So, the bottom line is that we have an area we need to stay within to be within tolerances for building this type of folder. There is margin for error here and room for improvement. Some spend a bit more time developing that and feel they've got a good handle on things. If others feel its not necessary thats their choice. Both work. I just feel like some have really gone a bit further and created a lock that is less troublesome overall for actual track record for both how it works as in does it stick and bind terribly (most Sebbies don't) when you go to release the lock? These are the things that spreading out the contact some seems to alleviate and then there is the other issue of how well the lock wears over time. I still contend that there is a reason Reeves knives have locks that wear so well with a proven track record for smooth trouble free operation. Personally I think it is because Chris is just anal retentive enough to not stop at meeting the bare minimum for any area of how his knife is built.

Oh and basically guys the same principle is applied for the stop pin.. Look at the stop and imagine just the squared off end of the tang banging on that pin. In this case you have that flat surface for a tiny little line hitting the stop everytime you open the blade. To increase the surface area of blade coming into contact with the stop makers create a half moon cut out notch in the blade to actually at least in theory spread out the surface area to allow for greater wear. Thats all I'm talking about with the lock contact and if you think it can't be done well, think again. There is always room for improvement if one wants to spend the time and plan and map out the steps to built it in such a way.
STR

That's exactly my thoughts on the matter, though I'm not a knifemaker or aerospace mechanical Engineer. I think doing lockup at the angle is just a way of ensuring the good lockup with minimal effort, because if they try to grind it flat and messup even a little bit doing the opposite angle, then point of contact will move close to the pivot (BAD) and will be there till lock wears in and spreads more evenly. If they mess up more than a little bit, then lockup will never wear in correctly. I think it is a good decision to do it at the "right" angle to be safe, but the good flat lockup is closer to perfection and will "serve" longer.
 
That double tap on Strider tang stamp seems to happen often but it sure doesn't have any effect on the knife. I've seen a few examples of that recently.

Regardless of that or any other derog toward Strider, I think their knives rock and I plan to have more than the one I have now. Granted, I got my SMF CC SW from another fine BF member ina trade so I knew I was getting a good one but I fully plan on buying a brand new Strider soon as well. Not sure whch one yet but I promise I will have another.

Yes, I think they cost too much but I doubt Strider will lower the price just for me so if I want one, I have to pony up :)
 
That double tap on Strider tang stamp seems to happen often but it sure doesn't have any effect on the knife. I've seen a few examples of that recently.

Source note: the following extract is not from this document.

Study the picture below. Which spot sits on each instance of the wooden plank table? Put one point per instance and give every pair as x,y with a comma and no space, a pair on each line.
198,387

Regardless of that or any other derog toward Strider, I think their knives rock and I plan to have more than the one I have now. Granted, I got my SMF CC SW from another fine BF member ina trade so I knew I was getting a good one but I fully plan on buying a brand new Strider soon as well. Not sure whch one yet but I promise I will have another.

Yes, I think they cost too much but I doubt Strider will lower the price just for me so if I want one, I have to pony up :)

Good for you.:thumbup: I have never got a less than perfect Strider new or used. I love them. You either understand what a Strider knife is all about or you dont.